SAN DIEGO--(EON: Enhanced Online News)--The San Diego County Taxpayers Association (SDCTA) today released a study that finds contributions to the public retirement system for California’s teachers are continuing to fall short of mandated obligations – by hundreds of millions of dollars – despite a decade of warnings.
“Taxpayers and our elected leaders need to understand that year after year we promise pensions without finding a way to fully pay for them.”
The California State Teachers Retirement System (CalSTRS) is the 100-year-old Defined Benefit Pension system for the state’s public school teachers, from the elementary level through community college. All 47 San Diego County school districts use this system. The required combined annual contribution rate to fully fund retirement obligations is 34 percent, but total contributions by employees, employers and the state have consistently hovered around 19 percent, which is closer to half the needed amount.
Among the key findings in the report, “California State Teachers’ Retirement System: Analysis of School Districts’ Pension Costs and Liabilities in San Diego County”:
- Assets needed to cover retirement benefits for the Defined Benefit Program will be depleted by 2044.
- For districts in San Diego County, 41 percent of annual pension obligation costs – $305 million – were not funded in fiscal year 2012.
- The current unfunded liability for CalSTRS as a whole is $71 billion, and that is expected to rise.
While some of the funding ratio decline can be blamed on investment losses, SDCTA’s analysis found that the unfunded liability is, in large part, the result of poor decision-making over the past 13 years.
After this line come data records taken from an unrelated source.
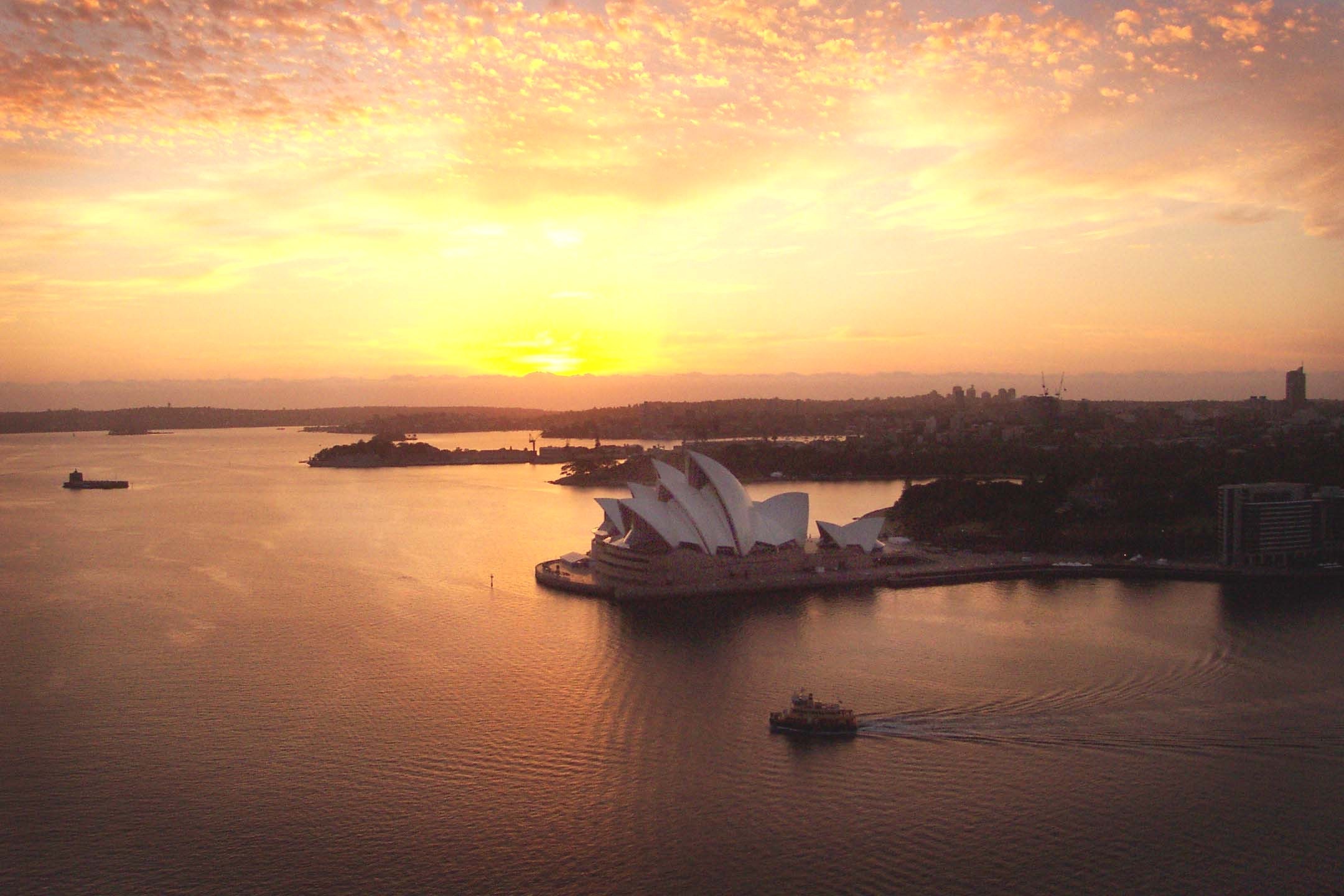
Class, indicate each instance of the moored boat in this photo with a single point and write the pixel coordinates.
(77, 481)
(810, 716)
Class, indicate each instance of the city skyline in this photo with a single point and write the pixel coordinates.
(256, 190)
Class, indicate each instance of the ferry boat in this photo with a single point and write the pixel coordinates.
(808, 716)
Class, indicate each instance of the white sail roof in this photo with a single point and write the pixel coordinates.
(862, 534)
(707, 511)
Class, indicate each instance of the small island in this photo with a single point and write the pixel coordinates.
(382, 450)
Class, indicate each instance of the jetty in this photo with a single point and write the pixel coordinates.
(573, 574)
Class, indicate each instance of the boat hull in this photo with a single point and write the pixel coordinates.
(793, 727)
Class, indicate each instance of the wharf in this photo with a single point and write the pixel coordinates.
(954, 570)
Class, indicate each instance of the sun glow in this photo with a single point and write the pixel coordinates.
(655, 187)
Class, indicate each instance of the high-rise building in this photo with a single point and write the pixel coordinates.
(1295, 390)
(1271, 523)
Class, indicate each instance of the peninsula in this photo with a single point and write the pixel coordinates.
(386, 450)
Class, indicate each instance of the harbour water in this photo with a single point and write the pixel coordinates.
(248, 676)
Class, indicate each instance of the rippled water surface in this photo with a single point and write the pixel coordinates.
(245, 676)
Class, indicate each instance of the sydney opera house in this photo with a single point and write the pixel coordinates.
(699, 531)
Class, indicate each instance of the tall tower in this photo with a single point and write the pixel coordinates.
(1295, 390)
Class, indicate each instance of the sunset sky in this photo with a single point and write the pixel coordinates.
(300, 189)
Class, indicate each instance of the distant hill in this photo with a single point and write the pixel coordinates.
(354, 419)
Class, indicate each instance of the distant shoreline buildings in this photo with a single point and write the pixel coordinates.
(1280, 523)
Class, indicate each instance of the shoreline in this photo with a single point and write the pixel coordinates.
(561, 577)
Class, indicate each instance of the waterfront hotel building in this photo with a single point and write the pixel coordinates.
(1279, 523)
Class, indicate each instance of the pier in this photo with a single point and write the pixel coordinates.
(576, 578)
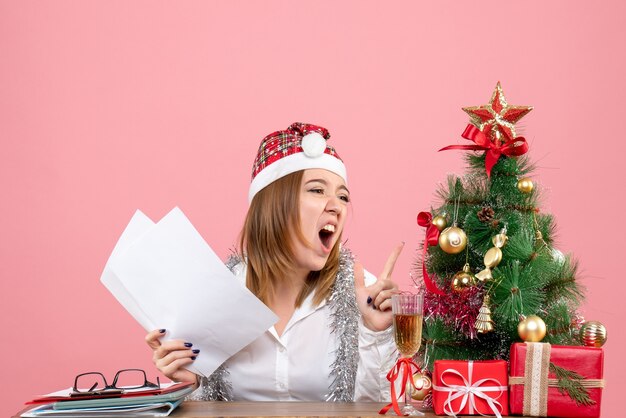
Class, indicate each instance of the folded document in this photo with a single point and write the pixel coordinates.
(167, 276)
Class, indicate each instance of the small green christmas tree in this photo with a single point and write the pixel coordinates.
(488, 260)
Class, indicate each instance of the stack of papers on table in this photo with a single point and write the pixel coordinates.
(131, 403)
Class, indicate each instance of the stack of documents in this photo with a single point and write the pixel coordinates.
(145, 402)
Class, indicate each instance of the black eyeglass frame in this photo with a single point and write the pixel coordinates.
(112, 388)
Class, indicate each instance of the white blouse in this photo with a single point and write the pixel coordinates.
(296, 365)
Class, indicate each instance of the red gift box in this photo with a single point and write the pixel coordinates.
(534, 390)
(470, 387)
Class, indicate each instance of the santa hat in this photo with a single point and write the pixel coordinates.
(299, 147)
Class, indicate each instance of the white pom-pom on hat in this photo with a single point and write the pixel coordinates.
(302, 146)
(313, 144)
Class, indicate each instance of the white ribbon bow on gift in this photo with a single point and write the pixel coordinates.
(469, 391)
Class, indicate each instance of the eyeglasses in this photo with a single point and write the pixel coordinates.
(124, 379)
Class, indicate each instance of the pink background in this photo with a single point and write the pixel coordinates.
(110, 106)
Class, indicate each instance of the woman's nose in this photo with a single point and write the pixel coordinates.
(334, 205)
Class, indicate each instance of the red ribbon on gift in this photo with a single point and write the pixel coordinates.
(403, 364)
(511, 147)
(425, 219)
(468, 391)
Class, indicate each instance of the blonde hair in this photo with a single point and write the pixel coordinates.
(271, 225)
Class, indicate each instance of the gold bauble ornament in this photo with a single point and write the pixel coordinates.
(492, 258)
(440, 222)
(452, 240)
(423, 385)
(463, 279)
(593, 334)
(532, 329)
(525, 185)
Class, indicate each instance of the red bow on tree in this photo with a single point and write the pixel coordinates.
(425, 219)
(511, 147)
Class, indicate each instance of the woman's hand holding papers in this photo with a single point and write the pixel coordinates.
(171, 356)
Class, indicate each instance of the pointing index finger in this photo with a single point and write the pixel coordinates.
(391, 261)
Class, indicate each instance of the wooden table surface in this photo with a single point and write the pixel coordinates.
(277, 409)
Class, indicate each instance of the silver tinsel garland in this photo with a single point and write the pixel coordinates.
(345, 324)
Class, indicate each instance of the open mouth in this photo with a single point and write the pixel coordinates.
(326, 236)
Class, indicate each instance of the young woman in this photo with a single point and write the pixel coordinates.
(333, 338)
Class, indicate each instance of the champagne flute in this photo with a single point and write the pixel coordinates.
(407, 311)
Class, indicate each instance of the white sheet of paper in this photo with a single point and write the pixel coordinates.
(168, 277)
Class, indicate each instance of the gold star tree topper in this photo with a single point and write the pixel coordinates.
(497, 119)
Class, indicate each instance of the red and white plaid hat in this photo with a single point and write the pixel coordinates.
(299, 147)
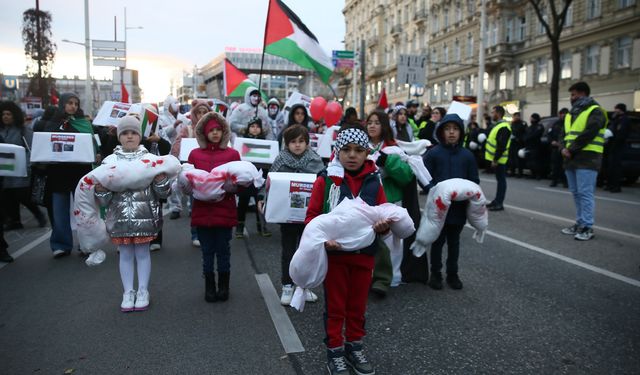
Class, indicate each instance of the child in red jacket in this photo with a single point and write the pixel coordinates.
(214, 220)
(348, 278)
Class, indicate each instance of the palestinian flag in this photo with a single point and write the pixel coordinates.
(149, 119)
(236, 82)
(252, 150)
(286, 36)
(7, 161)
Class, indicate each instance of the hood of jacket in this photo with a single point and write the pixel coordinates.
(446, 119)
(202, 138)
(306, 120)
(248, 92)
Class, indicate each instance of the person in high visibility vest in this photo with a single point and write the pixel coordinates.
(497, 152)
(583, 137)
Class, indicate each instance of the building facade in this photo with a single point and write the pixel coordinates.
(600, 44)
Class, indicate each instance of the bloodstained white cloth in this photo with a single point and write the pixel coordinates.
(436, 208)
(351, 225)
(117, 176)
(212, 186)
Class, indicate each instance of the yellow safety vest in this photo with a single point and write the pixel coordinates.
(573, 130)
(492, 142)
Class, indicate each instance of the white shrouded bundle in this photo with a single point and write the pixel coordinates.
(351, 225)
(118, 176)
(437, 206)
(212, 186)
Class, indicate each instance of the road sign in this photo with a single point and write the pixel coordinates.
(411, 69)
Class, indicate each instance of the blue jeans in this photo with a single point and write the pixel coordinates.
(582, 184)
(61, 235)
(501, 178)
(214, 242)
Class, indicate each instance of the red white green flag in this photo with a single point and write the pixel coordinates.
(235, 81)
(286, 36)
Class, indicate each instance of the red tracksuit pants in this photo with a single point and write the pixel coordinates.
(346, 289)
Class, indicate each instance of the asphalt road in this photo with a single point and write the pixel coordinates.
(534, 302)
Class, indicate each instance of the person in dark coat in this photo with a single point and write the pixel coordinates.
(533, 144)
(449, 159)
(619, 127)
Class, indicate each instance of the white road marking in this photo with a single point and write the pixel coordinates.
(28, 247)
(572, 221)
(287, 333)
(596, 196)
(563, 258)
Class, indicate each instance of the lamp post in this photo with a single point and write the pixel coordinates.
(88, 95)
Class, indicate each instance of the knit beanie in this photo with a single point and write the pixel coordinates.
(129, 123)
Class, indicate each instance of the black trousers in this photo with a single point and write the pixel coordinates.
(12, 199)
(290, 235)
(451, 235)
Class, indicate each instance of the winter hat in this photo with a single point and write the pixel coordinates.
(210, 125)
(129, 123)
(352, 135)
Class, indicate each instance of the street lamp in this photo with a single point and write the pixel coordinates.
(88, 95)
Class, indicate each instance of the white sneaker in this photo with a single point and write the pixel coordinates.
(310, 296)
(128, 301)
(142, 300)
(287, 295)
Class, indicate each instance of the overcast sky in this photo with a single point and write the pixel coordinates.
(176, 35)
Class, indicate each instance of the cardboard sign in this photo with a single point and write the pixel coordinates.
(13, 160)
(62, 148)
(186, 146)
(256, 150)
(288, 196)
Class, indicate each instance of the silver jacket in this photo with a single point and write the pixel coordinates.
(133, 213)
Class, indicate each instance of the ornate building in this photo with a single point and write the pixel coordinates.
(600, 44)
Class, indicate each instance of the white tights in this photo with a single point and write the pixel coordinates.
(140, 254)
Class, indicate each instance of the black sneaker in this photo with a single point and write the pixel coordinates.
(454, 281)
(435, 281)
(585, 234)
(337, 363)
(572, 230)
(354, 354)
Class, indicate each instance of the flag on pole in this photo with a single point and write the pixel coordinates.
(286, 36)
(382, 101)
(124, 92)
(236, 82)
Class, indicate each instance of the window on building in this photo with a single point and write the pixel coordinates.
(522, 76)
(593, 9)
(568, 20)
(522, 29)
(591, 59)
(623, 52)
(626, 3)
(502, 81)
(565, 65)
(542, 70)
(445, 53)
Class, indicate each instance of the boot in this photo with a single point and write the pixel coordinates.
(5, 257)
(210, 287)
(240, 230)
(223, 286)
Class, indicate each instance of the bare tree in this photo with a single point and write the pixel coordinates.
(553, 25)
(39, 49)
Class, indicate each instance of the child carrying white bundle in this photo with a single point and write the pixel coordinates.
(352, 222)
(212, 186)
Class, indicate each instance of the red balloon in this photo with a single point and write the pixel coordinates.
(317, 107)
(332, 113)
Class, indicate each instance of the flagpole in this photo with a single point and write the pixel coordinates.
(264, 44)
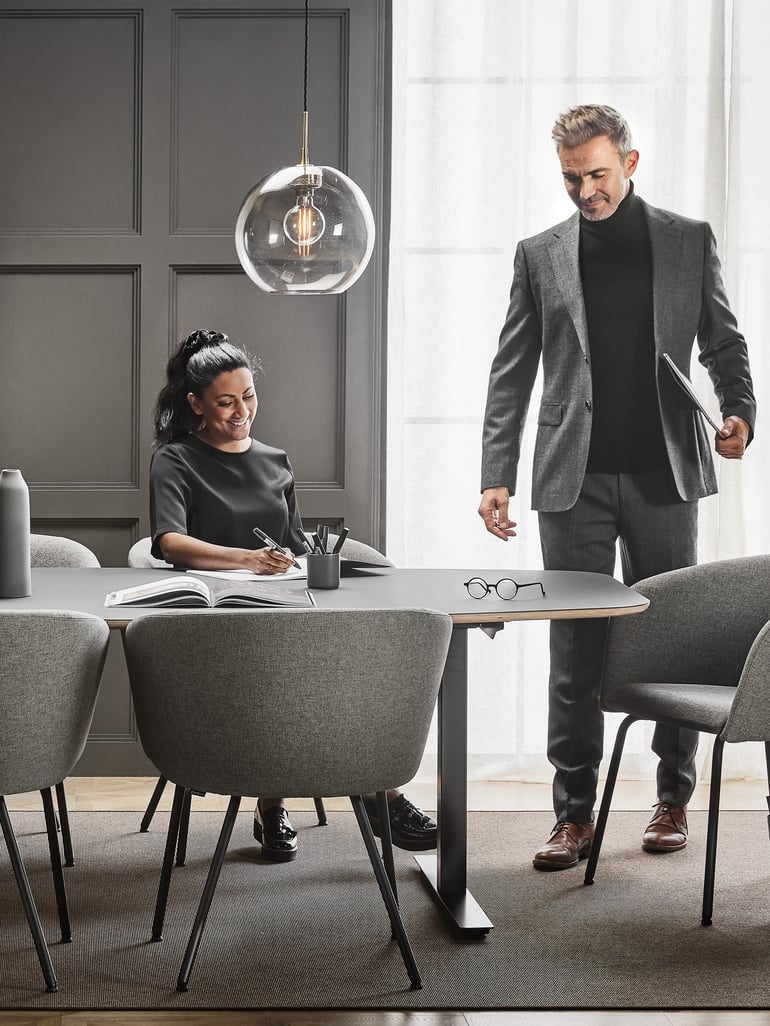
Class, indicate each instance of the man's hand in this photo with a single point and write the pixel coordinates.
(734, 438)
(494, 512)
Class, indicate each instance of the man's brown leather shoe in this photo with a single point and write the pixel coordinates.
(568, 843)
(666, 831)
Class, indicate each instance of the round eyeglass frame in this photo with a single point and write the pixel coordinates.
(478, 588)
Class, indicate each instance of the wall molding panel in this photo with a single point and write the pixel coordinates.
(131, 133)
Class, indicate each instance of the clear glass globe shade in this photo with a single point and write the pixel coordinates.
(332, 264)
(304, 224)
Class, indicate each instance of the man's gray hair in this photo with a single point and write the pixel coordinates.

“Independent sources have been sounding the pension alarm and highlighting the need for reform for our school districts for over a decade,” said SDCTA Economic Policy Analyst Sean Karafin. “Our current system for how we fund teacher pensions is clearly unsustainable.”
A significant source of the CalSTRS funding loss was the decade-long diversion of one-quarter of all employee contributions to a Defined Benefit Supplement Program, resulting in $4.1 billion never making it to the Defined Benefit Program.
While costs have continued to increase, it is difficult to quantify these costs when reviewing data at local districts in San Diego County, for example. District contributions to the state pension system were often unreported in financial reports and/or did not specify if amounts were on behalf of employees or the district.
“School districts need to be transparent about pension costs in order to have an open and honest dialogue,” Karafin said. “Taxpayers and our elected leaders need to understand that year after year we promise pensions without finding a way to fully pay for them.”
SDCTA recommends that policymakers:
- Enact a timely plan to address the unfunded liability, including considering providing additional funding.
- Avoid reducing CalSTRS contributions, by both employees and employers, and increasing benefits during good times.
- Provide additional information in districts’ annual audits, including a full description of funding sources and a significantly increased level of transparency.
The San Diego County Taxpayers Association is a non-profit, non-partisan organization, dedicated to promoting accountable, cost-effective and efficient government and opposing unnecessary taxes and fees. Founded in 1945, SDCTA has spent the past 67 years saving the region's taxpayers millions of dollars, as well as generating information to help educate the public.